University of British Columbia


Modeling the Appearance and Spread of Drug-Resistant Influenza at the Within-Host and Between-Host scales


The impact of the annual influenza epidemic is still large; 36,000 deaths in the US each year. Elderly are in particular vulnerable for side effects of an infection. Therefore they need to be protected against getting infected, however, vaccines are less efficient for them. Antiviral treatment can minimize the risk of side-effects, but drug-resistant viruses can appear under treatment. The spread of these resistant type viruses will increase the number of deaths during an epidemic, as vulnerable patients can no longer be treated with the drug.



A mathematical model is used to describe the appearance and spread of drug-resistant viruses during an influenza outbreak in an elderly home. As the appearance of the resistant-viruses happens within a patient under treatment, this is modeled on a within host scale. On the contrary, the spread of resistant type influenza takes place on a between host model and is thus modeled as such. Resistance appears due to a combination of mutations in the viral RNA. Hence, the within host model is stochastic and has to be modeled in that way. However a direct stochastic simulation method would be to time intensive. Therefore, a hybrid simulation method is developed. This method combines a deterministic approach with Gillespie's algorithm. The results of the within host model are used to calculate the probability that an infected person under treatment infects a susceptible with resistant type influenza in the between host model.
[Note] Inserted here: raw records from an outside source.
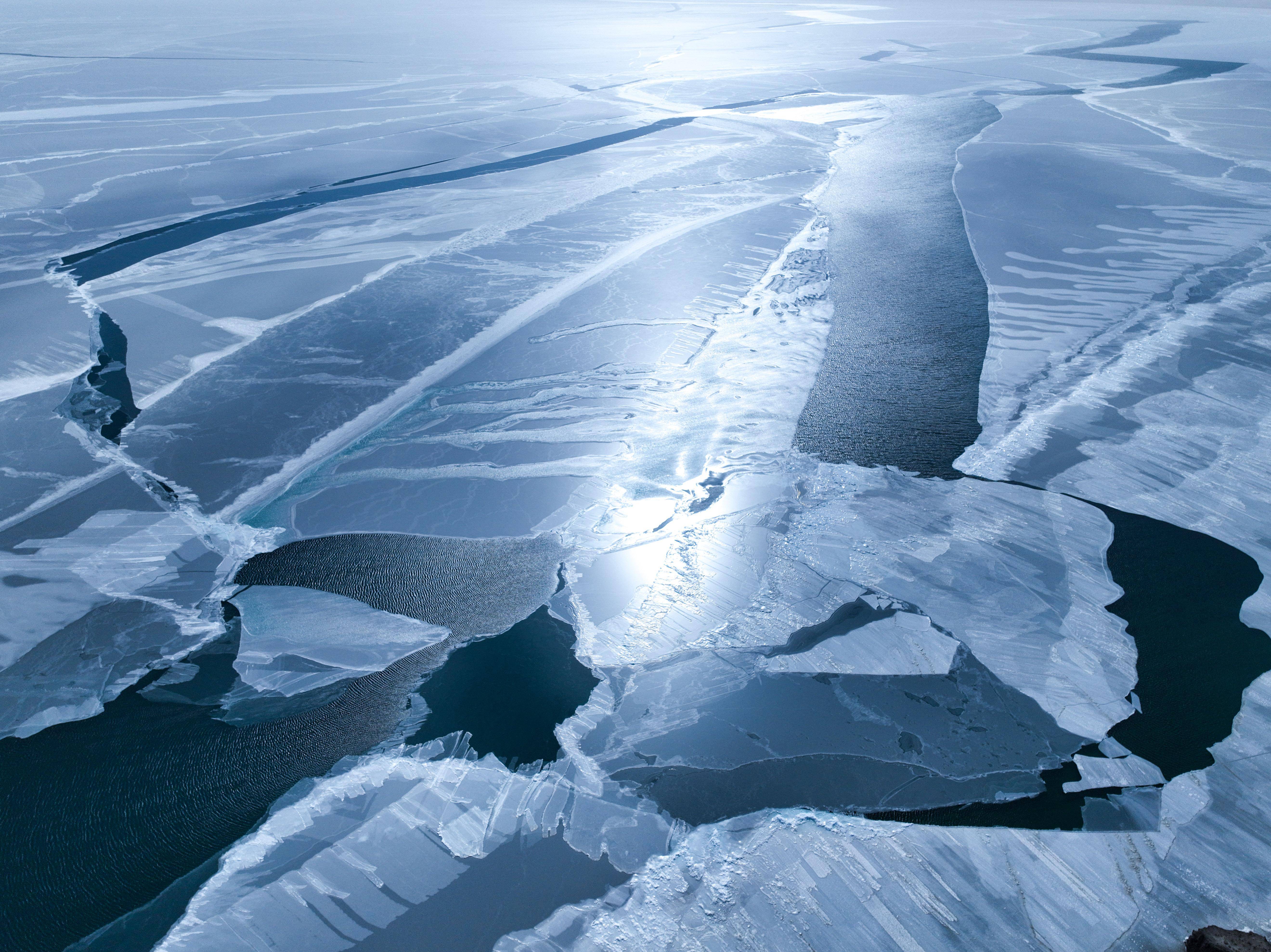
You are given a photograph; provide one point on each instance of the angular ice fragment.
(389, 847)
(297, 640)
(902, 644)
(1134, 809)
(1123, 772)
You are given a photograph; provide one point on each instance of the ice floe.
(377, 847)
(298, 640)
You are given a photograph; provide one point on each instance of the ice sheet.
(342, 860)
(791, 880)
(298, 640)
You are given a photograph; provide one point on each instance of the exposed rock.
(1212, 939)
The effect of the initial infective, different vaccinating strategies, different treatment times, different treatment rates and a different treatment efficiency function on the epidemic in an elderly home are evaluated. The first conclusion is that the initial infective influences the probability of a major outbreak, but not the distribution of the final size of a major outbreak. Secondly, vaccinating the elderly is more efficient in preventing the spread of resistance than vaccinating health care workers. Thirdly, treatment has to be applied as early as possible and treatment after some time is more harmful than helpful on the long term. Moreover, the treatment rate should be kept as minimal as possible. At last, the treatment efficiency function greatly influences the probability that resistance appears during treatment.

Other Information: 

The seminar will be held at 1:30pm in the PIMS Video Conference Room.